Why Study the Humanities?

final exam essay
by Renea Roth

Having learned more about the myths and stories of Western civilization, I am understanding more how study of the humanities (art, history, and literature) can be used to help people better understand and communicate with one another. It is obvious that the study of humanities is not just a college course, but it is an ongoing process and practice in life.

The humanities can first be used to understand the past which has created the present. The culture which we have was shaped by the past. Facts, findings, and literature of even thousands of years ago have influenced our world today. Knowing this past can allow people to understand our present; knowing how we came to this present helps us to communicate about it and the future.

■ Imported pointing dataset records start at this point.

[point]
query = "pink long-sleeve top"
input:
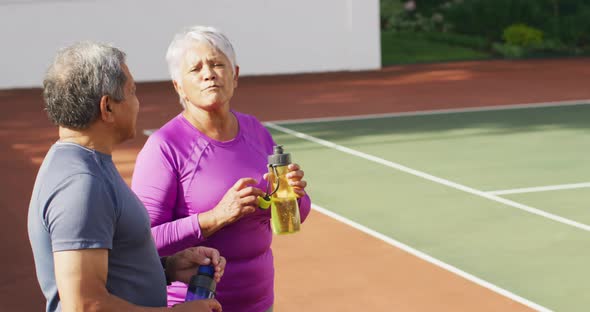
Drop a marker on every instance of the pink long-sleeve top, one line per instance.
(180, 173)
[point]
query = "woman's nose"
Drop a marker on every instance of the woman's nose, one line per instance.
(208, 73)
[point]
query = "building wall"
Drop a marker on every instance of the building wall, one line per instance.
(270, 36)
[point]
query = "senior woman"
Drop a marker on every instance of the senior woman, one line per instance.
(200, 174)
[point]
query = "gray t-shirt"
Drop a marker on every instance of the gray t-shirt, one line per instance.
(80, 202)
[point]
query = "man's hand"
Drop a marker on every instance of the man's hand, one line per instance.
(183, 265)
(205, 305)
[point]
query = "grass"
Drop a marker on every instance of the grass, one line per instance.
(406, 48)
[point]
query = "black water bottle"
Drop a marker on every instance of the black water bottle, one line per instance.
(202, 285)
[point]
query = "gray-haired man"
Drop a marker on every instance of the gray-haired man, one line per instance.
(89, 233)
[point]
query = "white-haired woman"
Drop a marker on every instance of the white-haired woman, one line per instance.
(200, 174)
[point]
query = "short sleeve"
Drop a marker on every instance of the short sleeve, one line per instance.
(81, 214)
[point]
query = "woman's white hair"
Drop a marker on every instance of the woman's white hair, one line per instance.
(197, 34)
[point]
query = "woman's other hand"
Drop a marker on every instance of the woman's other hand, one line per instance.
(241, 199)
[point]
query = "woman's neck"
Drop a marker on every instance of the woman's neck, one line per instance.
(218, 125)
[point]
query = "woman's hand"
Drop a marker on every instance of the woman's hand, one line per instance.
(295, 178)
(241, 199)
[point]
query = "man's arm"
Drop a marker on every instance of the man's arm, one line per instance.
(81, 277)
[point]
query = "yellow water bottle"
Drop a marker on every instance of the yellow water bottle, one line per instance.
(285, 217)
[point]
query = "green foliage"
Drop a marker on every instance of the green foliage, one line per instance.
(391, 11)
(489, 18)
(508, 50)
(467, 41)
(522, 35)
(412, 47)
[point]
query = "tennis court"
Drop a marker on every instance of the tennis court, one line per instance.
(456, 186)
(416, 210)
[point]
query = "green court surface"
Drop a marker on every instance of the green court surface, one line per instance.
(527, 254)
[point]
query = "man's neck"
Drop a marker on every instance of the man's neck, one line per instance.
(221, 126)
(89, 138)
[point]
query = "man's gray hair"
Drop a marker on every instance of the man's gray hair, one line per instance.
(80, 75)
(198, 34)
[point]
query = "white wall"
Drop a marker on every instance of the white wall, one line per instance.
(270, 36)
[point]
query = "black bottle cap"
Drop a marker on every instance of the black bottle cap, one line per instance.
(278, 158)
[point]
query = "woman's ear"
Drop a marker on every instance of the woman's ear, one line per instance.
(236, 76)
(106, 112)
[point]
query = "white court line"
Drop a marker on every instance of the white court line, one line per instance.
(430, 177)
(437, 112)
(430, 259)
(148, 132)
(541, 188)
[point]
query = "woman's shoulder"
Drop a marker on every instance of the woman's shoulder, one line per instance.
(173, 135)
(249, 122)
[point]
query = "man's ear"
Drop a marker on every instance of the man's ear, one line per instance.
(236, 76)
(106, 111)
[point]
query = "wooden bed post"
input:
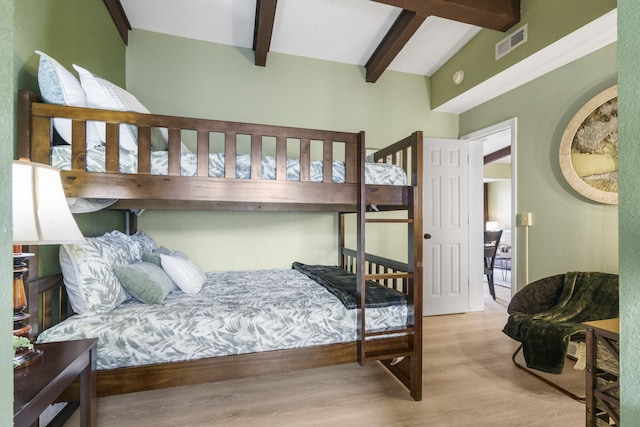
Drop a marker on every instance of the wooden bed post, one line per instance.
(361, 208)
(25, 99)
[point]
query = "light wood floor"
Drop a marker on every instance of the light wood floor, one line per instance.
(469, 380)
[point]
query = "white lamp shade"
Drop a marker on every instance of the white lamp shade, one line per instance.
(492, 226)
(41, 214)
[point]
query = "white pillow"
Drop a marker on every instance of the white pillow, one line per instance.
(184, 273)
(105, 95)
(59, 86)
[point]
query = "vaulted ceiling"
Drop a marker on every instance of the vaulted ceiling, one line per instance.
(414, 36)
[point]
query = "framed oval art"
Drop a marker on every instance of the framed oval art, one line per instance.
(589, 148)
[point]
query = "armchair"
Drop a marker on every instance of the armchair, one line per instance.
(546, 314)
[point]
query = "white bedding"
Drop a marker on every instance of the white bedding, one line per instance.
(234, 313)
(375, 173)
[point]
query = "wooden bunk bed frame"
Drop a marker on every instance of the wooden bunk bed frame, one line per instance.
(400, 350)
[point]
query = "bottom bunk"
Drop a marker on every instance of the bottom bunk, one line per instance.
(309, 325)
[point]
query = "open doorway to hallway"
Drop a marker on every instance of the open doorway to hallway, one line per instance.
(499, 197)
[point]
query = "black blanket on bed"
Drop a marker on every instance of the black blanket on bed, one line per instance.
(342, 284)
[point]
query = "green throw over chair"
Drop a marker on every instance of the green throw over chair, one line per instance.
(548, 313)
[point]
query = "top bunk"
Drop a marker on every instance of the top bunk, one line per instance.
(235, 166)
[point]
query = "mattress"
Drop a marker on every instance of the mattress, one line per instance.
(375, 173)
(234, 313)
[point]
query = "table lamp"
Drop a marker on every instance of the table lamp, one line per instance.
(41, 216)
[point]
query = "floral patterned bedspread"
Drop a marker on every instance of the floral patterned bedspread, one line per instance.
(375, 173)
(234, 313)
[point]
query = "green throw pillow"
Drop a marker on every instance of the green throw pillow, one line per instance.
(145, 281)
(154, 257)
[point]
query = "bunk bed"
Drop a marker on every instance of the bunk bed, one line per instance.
(398, 349)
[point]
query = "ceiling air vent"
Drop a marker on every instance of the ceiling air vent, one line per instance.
(506, 45)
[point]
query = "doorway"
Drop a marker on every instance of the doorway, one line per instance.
(497, 144)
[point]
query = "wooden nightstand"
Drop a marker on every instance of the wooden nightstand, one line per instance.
(37, 386)
(603, 372)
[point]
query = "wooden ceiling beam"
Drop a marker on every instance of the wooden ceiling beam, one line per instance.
(493, 14)
(498, 154)
(396, 38)
(119, 18)
(263, 29)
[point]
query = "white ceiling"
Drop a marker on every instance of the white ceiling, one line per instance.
(346, 31)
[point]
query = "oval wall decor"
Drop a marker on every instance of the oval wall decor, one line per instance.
(589, 148)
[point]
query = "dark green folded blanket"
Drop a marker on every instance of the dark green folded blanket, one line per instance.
(545, 336)
(342, 284)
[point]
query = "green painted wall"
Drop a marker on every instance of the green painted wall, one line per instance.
(629, 178)
(569, 232)
(7, 90)
(173, 75)
(547, 20)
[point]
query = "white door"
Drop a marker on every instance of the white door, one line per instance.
(446, 221)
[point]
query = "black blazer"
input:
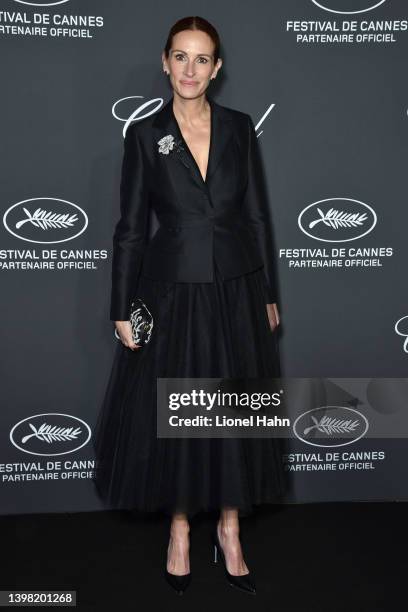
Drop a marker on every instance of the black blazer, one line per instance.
(224, 218)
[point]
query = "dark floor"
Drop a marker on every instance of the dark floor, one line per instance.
(312, 557)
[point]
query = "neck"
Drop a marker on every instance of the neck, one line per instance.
(192, 110)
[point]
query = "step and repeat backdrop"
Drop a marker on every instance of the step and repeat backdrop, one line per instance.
(325, 83)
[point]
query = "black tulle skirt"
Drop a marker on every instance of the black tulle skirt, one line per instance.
(200, 330)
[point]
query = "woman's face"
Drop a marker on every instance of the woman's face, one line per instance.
(190, 63)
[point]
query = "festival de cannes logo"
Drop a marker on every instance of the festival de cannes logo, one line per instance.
(44, 3)
(350, 7)
(337, 220)
(50, 434)
(45, 220)
(330, 424)
(401, 328)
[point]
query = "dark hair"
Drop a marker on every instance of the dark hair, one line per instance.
(194, 23)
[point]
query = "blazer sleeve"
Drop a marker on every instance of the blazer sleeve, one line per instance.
(129, 237)
(257, 210)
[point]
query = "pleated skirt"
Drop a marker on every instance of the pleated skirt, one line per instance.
(218, 329)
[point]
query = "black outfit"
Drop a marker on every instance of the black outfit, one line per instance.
(206, 276)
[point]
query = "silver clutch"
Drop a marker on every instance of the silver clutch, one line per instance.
(141, 320)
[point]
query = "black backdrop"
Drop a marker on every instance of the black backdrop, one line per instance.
(325, 84)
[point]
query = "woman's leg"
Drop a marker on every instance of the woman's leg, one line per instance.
(228, 533)
(178, 561)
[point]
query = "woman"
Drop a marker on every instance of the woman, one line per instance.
(206, 277)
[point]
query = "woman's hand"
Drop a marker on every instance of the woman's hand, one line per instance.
(125, 332)
(273, 315)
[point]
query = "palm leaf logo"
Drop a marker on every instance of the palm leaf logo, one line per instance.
(46, 220)
(338, 218)
(330, 425)
(49, 433)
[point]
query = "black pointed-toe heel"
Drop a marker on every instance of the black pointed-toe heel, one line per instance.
(179, 583)
(245, 582)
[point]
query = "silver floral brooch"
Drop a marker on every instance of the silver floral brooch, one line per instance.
(167, 143)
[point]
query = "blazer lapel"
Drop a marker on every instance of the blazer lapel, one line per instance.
(221, 132)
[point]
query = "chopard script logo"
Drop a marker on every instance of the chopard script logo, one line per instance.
(338, 6)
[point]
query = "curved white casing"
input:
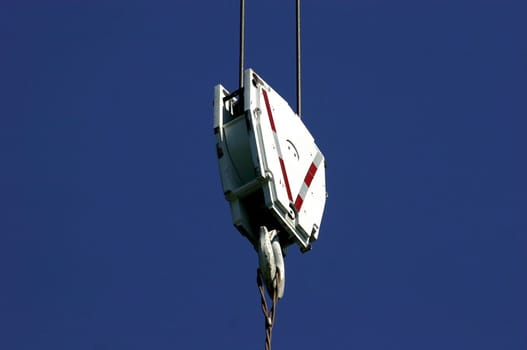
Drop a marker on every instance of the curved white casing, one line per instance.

The study of the humanities can also be used to realize differing interpretations of life and history. Studying facts of the past helps to understand literature of the past. Art reflects the cultures of the past, and shows how we achieved what we have today. For example, the Song of Roland was very biased about the Saracens (Muslims). If one only studied literature, they would have a totally skewed interpretation of who the Muslims were. By studying history though, we know that the battle in this literature wasn't even against Muslims. Also by studying history and religion we can see how Islam developed and what it really is. This is just one example of how the comprehensive study of the humanities can be used to understand the world, and to communicate fairly and intelligently with others in the world.

The humanities are not just part of the college's curriculum. The study of the humanities teaches one how to study and look at how the past developed and how it has impacted today's world. The humanities allows people of different cultures to communicate and understand their sometimes common pasts but present differences. The humanities shows how different disciplines affect and complement one another. Finally, the study of the humanities shows that this study is ongoing and continual, constantly evolving and shaping.